Photo by Jean |
I remembered some things today as I looked back at my Atlantic City pictures, and I am moved to write about them, though they may not make much sense or feel like good news. It may provide a framework for understanding some things, or it may cause more dissonance. We see through cloudy glass.
I was looking at the photos of me watching the sea with all the seagulls around me. I remember feeling that they were significant at the time but I wasn't sure why, though seagulls have reminded me of angels for some time. Maybe angels are a means of connection. I'm not sure...but I believe they are with me often.
I'm working on a book. Well, sometimes I am--I try to write at least something every day. Sometimes I don't know if it will ever be a book or not. But those are days of low faith. I half-seriously joke that I will call it "The Reluctant Prophetess." Of course that might limit its readership. But it is how I would describe how I often feel about myself, perhaps even more acutely during that time.
When I was walking along the beach that March, I found a huge, beautiful conch shell. I sat down on the nearby rocks. I knew the Lord was going to speak and I was sort of waiting in the way that you wait to hear something that will be hard to listen to.
So basically I said, "OK, Lord, what do you want to tell me."
The first thing He said clearly and simply was this, "You will always be connected."
It came with all the weight of finality.
Before my questions and objections could arise, He quieted my spirit with a sense that I shouldn't ask more than He wanted to reveal. And with that came a sense of peace.

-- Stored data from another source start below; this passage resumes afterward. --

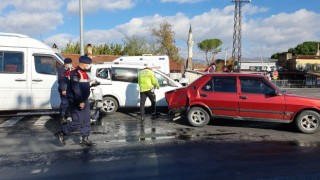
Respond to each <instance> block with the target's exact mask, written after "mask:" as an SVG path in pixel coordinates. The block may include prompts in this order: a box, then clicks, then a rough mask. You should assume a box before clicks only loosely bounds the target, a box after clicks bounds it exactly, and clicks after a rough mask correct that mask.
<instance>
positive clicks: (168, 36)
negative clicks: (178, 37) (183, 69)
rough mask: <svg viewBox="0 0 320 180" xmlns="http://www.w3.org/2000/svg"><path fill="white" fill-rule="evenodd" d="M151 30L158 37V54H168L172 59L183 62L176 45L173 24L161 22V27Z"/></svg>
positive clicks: (157, 52)
mask: <svg viewBox="0 0 320 180" xmlns="http://www.w3.org/2000/svg"><path fill="white" fill-rule="evenodd" d="M151 31H152V35H153V36H154V37H155V38H156V45H157V46H158V48H157V54H165V55H168V56H169V58H170V59H172V60H173V61H175V62H177V63H179V64H181V58H180V57H179V49H178V48H177V47H176V45H175V39H174V35H175V33H174V32H173V31H172V25H171V24H169V23H167V22H166V21H164V22H163V23H162V24H160V28H159V29H156V28H153V29H152V30H151Z"/></svg>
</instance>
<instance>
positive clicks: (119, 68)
mask: <svg viewBox="0 0 320 180" xmlns="http://www.w3.org/2000/svg"><path fill="white" fill-rule="evenodd" d="M112 80H113V81H122V82H131V83H138V70H137V69H135V68H112Z"/></svg>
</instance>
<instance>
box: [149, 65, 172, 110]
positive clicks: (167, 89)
mask: <svg viewBox="0 0 320 180" xmlns="http://www.w3.org/2000/svg"><path fill="white" fill-rule="evenodd" d="M154 75H155V77H156V78H157V80H158V83H159V86H160V88H159V89H156V90H155V95H156V101H157V106H168V103H167V101H166V98H165V93H166V92H168V91H171V90H173V89H176V88H177V87H178V85H177V84H176V83H175V82H173V81H172V80H171V79H169V78H167V77H165V76H164V75H162V74H161V73H159V72H157V71H155V72H154ZM146 105H147V106H151V101H150V100H149V99H148V98H147V101H146Z"/></svg>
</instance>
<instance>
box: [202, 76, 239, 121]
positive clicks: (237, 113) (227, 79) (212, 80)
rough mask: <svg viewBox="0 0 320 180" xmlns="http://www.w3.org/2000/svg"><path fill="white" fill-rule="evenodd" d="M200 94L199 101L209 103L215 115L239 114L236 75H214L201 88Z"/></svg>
mask: <svg viewBox="0 0 320 180" xmlns="http://www.w3.org/2000/svg"><path fill="white" fill-rule="evenodd" d="M199 95H200V97H199V98H200V100H199V101H200V102H202V103H204V104H205V105H207V106H208V107H209V108H210V109H211V112H212V113H213V114H214V116H226V117H235V116H238V114H239V111H238V110H239V106H238V98H239V95H238V93H237V80H236V77H231V76H213V77H212V78H211V79H210V80H209V81H208V82H207V83H206V84H205V85H204V86H202V88H201V89H200V90H199Z"/></svg>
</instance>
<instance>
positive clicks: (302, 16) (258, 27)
mask: <svg viewBox="0 0 320 180" xmlns="http://www.w3.org/2000/svg"><path fill="white" fill-rule="evenodd" d="M319 18H320V14H316V13H314V12H311V11H307V10H305V9H301V10H299V11H296V12H293V13H290V14H289V13H280V14H276V15H272V16H270V17H267V18H265V19H257V20H256V19H251V20H249V21H248V22H245V23H244V28H243V41H245V42H246V44H247V46H246V50H247V52H246V53H247V54H248V55H251V56H253V55H254V54H259V53H258V52H259V51H262V52H263V54H264V55H266V56H269V57H270V56H271V55H272V54H273V53H276V52H283V51H287V50H288V49H289V48H293V47H295V46H296V45H298V44H300V43H302V42H305V41H317V40H318V38H319V33H320V29H319V28H318V27H319V26H320V22H319V21H318V19H319ZM257 43H258V44H259V46H260V50H259V49H258V48H257Z"/></svg>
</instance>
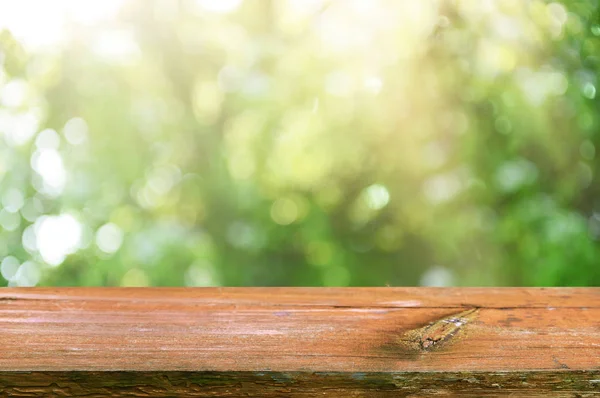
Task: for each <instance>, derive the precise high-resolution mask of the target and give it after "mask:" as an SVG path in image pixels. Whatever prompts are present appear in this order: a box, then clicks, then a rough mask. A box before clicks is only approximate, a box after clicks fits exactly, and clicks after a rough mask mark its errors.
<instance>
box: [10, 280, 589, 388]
mask: <svg viewBox="0 0 600 398" xmlns="http://www.w3.org/2000/svg"><path fill="white" fill-rule="evenodd" d="M169 389H170V390H171V391H172V392H173V395H186V394H187V395H190V396H211V395H212V396H239V395H250V396H256V395H261V394H262V395H264V396H282V394H283V395H297V396H312V395H323V393H325V394H326V395H337V396H348V395H352V394H359V395H361V394H362V395H365V394H366V395H369V396H373V395H386V394H392V395H395V396H398V395H414V396H421V395H423V396H426V395H429V394H433V393H434V392H435V393H438V394H441V395H444V394H445V395H453V394H454V395H460V394H463V395H464V394H466V395H474V396H478V395H479V396H481V395H504V394H508V393H516V394H517V395H519V394H520V393H523V395H526V396H532V395H539V396H548V395H555V396H577V394H579V396H592V395H594V396H595V395H600V289H598V288H544V289H535V288H448V289H436V288H331V289H329V288H205V289H183V288H143V289H135V288H66V289H55V288H19V289H13V288H5V289H1V290H0V396H4V395H12V396H79V395H83V394H82V393H81V392H82V391H87V392H88V393H87V395H88V396H95V395H94V394H96V395H97V396H106V395H107V394H108V393H109V392H110V394H113V395H116V396H164V394H165V393H164V391H167V390H169ZM160 391H163V393H161V392H160ZM2 393H4V395H3V394H2Z"/></svg>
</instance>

After a while He drew my attention to the shell in my hand. I held it up to my ear. I could hear the sea in it. And He said, "But you will be able to put the shell down or pick it up and listen."
And then He said, "I am going to bless you." And it was like it echoed over and over again in my ear..."Bless you, bless you, bless you, bless you."
And then He said, "Seven years."
The Lord then gave me understanding--there were decisions made even after clarity was given. He gave me a reason why. That explanation was more painful than anything else ever could have been. I knew then that my wound had been chosen. But at least I knew that God had not planned this, though I believe that He did know I would walk it. That has been hard to understand...but the Lord has granted me acceptance.
The Lord gave me many other words over those two days, some of which I have seen come to pass since then. I still don't think I've fully wrapped my mind around all of it.
What I have been wrestling with over the past few months is my choice to pick up the shell or put it down. Putting down the shell feels safer. But it doesn't feel like who I am. It's not who I want to be. It doesn't feel like love. Even though picking it up can get so messy. The other day, I picked it up (I keep it over at Jean's) and sand fell out of it into my ear and all over the place. (Sorry, Jean.) And having sand in your ear is hard to get used to.
I want to listen, to know and be known, and I want to be under the covering of the wings of the Holy Father and protected from any impurity and anything outside of the will of God. And I think it is important to enjoy all the blessings God bestows upon us in this life, and cherish our loved ones. But sometimes I don't know how all of those things can come together in unity. I'd like to try to walk it. I'd like to wait and listen and open myself to the nearness.
Today, when I remembered that He told me about always being connected, I was reminded that it was not my doing. That has greatly settled my spirit from a false sense of responsibility.
My greatest fear is living outside the will of God while believing that I am in it. My next greatest fear is not fully entering into all that God may offer me in this life because somehow I missed it or was afraid of it or because I made a wrong choice. And the tension between those fears can only be settled by a God who promises to be my Shepherd.